Ariela’s parents were both listed in the chart, also with the same note: Murdered at Auschwitz, also sometime in 1944.

Eight of my grandmother’s aunts and uncles were listed on the chart, and they all had the same sad commentary.

This was a tiny slice of my history. On this one sheet, I had thirteen ancestors who had been killed in the Holocaust. I’d never known how the genocide had swept through my own flesh and blood.

The chart fell through my fingers.

They’d all be dead by now, anyhow. Does it matter that they died in the war? That’s the idiotic thought that went through my mind. Of course it mattered. Some of them died when they were little kids.

Of course it mattered.

I grabbed a tissue and blew my nose, then rubbed tears from my eyes.

“This day has been awful.”

“Worse for me than you,” I imagined her saying.

Hard to argue with that.

“You needed to see our family tree. That’s your heritage.”

I nodded but decided not to look any more at the family tree. There was another generation listed above, but I decided I’d look at it later, when I could manage it better. At a glance, at least I could see there were no other deaths at the concentration camp.

“Why don’t you get a drink, David?”

I nodded and went to the refrigerator. There was no milk or anything else that could go bad. The fridge had been totally scrubbed neat.

There were a half dozen Coors Light.

“My beer, Grandma. You really prepared for tonight.”

“Sure did.”

I smiled, thinking I was so close to actually hearing her say those words.

I didn’t want to sit again right away, so I walked around the apartment, almost pacing, wasting time rather than see what else Grandma had left me. Again, to no surprise, her bed was neatly made, and the toilet was clean and bright.

When I grabbed my second beer, I sat down again at the dining room table, and I ripped open the envelope that had my name on it.

Dear David,

It’s time for me to go. Everybody has their own time, and I’m just very grateful to have lasted this long, so don’t feel sorry for me. I certainly don’t.

Earlier today in the hospital I said good-bye to you and asked you to come here. You’re probably wondering how I could have prepared this letter for you after that. Have you thought yet that maybe I had some accomplice who watched everything and then snuck back here to place this letter here? Of course you have.
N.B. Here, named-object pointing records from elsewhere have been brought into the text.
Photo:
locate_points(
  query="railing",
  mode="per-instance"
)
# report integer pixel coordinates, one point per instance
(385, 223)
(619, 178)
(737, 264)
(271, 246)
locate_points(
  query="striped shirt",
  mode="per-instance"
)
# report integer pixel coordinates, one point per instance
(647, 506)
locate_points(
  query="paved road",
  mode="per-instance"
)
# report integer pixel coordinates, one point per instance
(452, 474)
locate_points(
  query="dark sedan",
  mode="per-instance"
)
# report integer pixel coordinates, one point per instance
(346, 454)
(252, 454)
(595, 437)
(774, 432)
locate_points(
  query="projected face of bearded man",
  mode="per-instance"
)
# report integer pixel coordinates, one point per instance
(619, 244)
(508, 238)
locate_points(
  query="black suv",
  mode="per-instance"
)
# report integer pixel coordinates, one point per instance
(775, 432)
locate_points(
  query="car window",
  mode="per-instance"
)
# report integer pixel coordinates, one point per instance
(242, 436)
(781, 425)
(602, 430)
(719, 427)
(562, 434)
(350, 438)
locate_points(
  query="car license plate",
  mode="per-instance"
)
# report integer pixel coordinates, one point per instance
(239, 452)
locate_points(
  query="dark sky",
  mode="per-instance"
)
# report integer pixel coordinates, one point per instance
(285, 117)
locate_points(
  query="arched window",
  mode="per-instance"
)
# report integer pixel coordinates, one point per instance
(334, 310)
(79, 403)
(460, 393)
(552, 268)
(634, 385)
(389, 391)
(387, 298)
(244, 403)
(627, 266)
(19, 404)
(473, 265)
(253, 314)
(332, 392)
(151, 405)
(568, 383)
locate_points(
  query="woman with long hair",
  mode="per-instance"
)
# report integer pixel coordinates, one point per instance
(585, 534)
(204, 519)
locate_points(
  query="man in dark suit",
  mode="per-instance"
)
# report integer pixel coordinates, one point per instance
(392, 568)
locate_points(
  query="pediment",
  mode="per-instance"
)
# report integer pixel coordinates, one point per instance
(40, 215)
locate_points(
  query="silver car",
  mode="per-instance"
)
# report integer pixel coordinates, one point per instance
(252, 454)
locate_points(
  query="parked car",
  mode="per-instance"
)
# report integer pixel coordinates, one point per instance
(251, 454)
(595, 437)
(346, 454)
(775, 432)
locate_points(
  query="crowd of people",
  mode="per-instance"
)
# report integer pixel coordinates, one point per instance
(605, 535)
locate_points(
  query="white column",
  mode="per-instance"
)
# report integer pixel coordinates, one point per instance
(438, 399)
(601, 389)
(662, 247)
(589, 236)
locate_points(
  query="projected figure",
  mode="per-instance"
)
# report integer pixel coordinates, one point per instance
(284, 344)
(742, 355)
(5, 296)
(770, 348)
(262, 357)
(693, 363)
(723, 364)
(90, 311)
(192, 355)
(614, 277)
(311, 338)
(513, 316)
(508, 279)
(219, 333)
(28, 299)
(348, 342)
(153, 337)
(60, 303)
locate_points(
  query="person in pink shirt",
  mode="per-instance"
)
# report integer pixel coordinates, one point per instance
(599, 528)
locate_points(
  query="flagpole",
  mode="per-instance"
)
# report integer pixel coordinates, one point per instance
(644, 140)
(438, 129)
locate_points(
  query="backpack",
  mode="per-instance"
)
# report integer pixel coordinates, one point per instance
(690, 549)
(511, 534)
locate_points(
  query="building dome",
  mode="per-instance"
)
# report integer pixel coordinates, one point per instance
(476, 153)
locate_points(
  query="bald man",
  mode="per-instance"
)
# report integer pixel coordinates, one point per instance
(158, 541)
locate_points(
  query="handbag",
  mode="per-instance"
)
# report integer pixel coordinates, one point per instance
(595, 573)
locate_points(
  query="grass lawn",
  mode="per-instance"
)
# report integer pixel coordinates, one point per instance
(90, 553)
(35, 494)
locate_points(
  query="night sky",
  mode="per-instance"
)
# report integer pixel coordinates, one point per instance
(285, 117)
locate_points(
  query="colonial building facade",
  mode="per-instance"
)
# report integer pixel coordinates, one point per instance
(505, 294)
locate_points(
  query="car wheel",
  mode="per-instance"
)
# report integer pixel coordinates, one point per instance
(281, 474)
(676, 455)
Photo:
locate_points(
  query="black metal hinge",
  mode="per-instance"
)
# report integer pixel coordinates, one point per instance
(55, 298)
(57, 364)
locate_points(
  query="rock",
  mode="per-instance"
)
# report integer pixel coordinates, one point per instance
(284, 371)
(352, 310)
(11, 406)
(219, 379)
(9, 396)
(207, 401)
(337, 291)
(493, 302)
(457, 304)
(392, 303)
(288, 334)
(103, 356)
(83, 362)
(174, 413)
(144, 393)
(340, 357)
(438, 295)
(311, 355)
(And, yes, I did write this letter earlier today.)

The answer is complicated, as all the most interesting things in life are. It’s like your photos. I remember when you published some photos of Jupiter through some telescope or other. It showed the bands of color swirling around the planet, and every time you looked closely, more details arose. More complexity. A chaos of fractals.

Once again, I stared at the empty chair across the table from me. I could hear her voice reciting her letter.

“What the hell does that mean?”

I know you’re the science guy in this family. Everything run by logic and some exact clockwork thought up by Sir Isaac Newton and his cronies. But, David? Science isn’t everything.

There’s an ancient type of magic called Shelljah, which I’m sure you’ve never heard of. Not many people have. It’s Jewish magic, and it’s all but disappeared now, but it was a powerful tool for thousands of years.